La commission de l'environnement et de l'agriculture a modifié le texte initial de la motion en prenant en compte le contenu de la P 816 avec le rapport du Conseil d'Etat et celui de la Commission des travaux déjà accepté le 13 mai 1993 par le Grand Conseil. C'est à l'unanimité qu'elle vous invite, Mesdames et Messieurs les députés, à accepter cette motion.

ANNEXE 1

ANNEXE 2

Débat

M. Max Schneider (Ve), rapporteur. J'aimerais vous préciser que la page 9 a été modifiée pour des questions formelles et un texte a été déposé sur tous les bancs. A la page 10, la proposition est donc non avenue, supprimée et modifiée par la commission. Ce nouveau projet de motion, modifié par la commission, a été accepté à l'unanimité par la commission de l'environnement et de l'agriculture.
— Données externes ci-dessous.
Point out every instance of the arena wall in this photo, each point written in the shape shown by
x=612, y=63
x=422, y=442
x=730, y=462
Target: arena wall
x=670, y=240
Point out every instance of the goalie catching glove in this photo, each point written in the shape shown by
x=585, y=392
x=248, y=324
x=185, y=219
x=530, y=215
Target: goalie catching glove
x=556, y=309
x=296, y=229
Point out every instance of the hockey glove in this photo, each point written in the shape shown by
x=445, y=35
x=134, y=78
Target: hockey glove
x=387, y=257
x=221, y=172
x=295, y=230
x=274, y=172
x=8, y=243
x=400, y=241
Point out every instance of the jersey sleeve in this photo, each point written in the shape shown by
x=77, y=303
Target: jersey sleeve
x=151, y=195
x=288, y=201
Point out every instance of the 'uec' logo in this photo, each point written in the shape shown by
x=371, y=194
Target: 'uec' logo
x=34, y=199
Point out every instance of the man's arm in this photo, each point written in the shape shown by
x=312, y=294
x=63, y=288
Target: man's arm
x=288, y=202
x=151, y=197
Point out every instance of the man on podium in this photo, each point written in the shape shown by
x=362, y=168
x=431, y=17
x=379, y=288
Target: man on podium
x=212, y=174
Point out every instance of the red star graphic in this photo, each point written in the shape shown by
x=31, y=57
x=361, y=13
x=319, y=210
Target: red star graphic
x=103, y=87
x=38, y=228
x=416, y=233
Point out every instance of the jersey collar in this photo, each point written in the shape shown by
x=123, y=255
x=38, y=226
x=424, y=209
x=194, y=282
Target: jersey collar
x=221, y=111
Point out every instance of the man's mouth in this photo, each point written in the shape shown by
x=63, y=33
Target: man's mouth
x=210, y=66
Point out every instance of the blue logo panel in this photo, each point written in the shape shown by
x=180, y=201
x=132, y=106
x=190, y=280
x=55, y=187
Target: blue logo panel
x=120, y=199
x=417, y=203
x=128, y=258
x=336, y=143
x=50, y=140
Mise aux voix, cette motion est adoptée.

Elle est ainsi conçue: 

MOTION

concernant la réhabilitation et la protectiondes marais de la Seymaz

LE GRAND CONSEIL,

considérant :

 le rapport du Conseil d'Etat au Grand Conseil, du 11 novembre 1992, concernant la politique globale de l'eau;

 les projets de lois 6754 (M. Ch. Bosson) et 6768 (interpartis) visant à encourager des zones tampons aux abords des cours d'eau et à contribuer à la création et au maintien de biotopes naturels et variés;

 la proposition du WWF-Genève, datant de 1988, qui invite le Conseil d'Etat à prendre des mesures en faveur de la protection de la Seymaz;

 le fait que la Seymaz soit le seul cours d'eau entièrement sur territoire genevois et par conséquent dont le canton peut être totalement maître;

invite le Conseil d'Etat

 à réunir, sous l'autorité du DIAR, les personnes concernées par le problème posé par la parcelle No 1945 feuille H de Choulex, afin de trouver une solution dans les plus brefs délais ;

 à présenter un programme d'action, s'appuyant entre autres sur les différentes études déjà effectuées au sujet des possibilités de réhabilitation de certains marais et d'une politique globale de l'eau sur le bassin de la Seymaz, portant sur le court, moyen et long termes, compte tenu des atteintes déjà portées à ce lieu, notamment par la densification de la zone construite, ainsi que de son extension prévue ;

 à faire de la Seymaz, en concertation avec tous les milieux intéressés, un projet pilote, un exemple genevois de revitalisation d'un cours d'eau.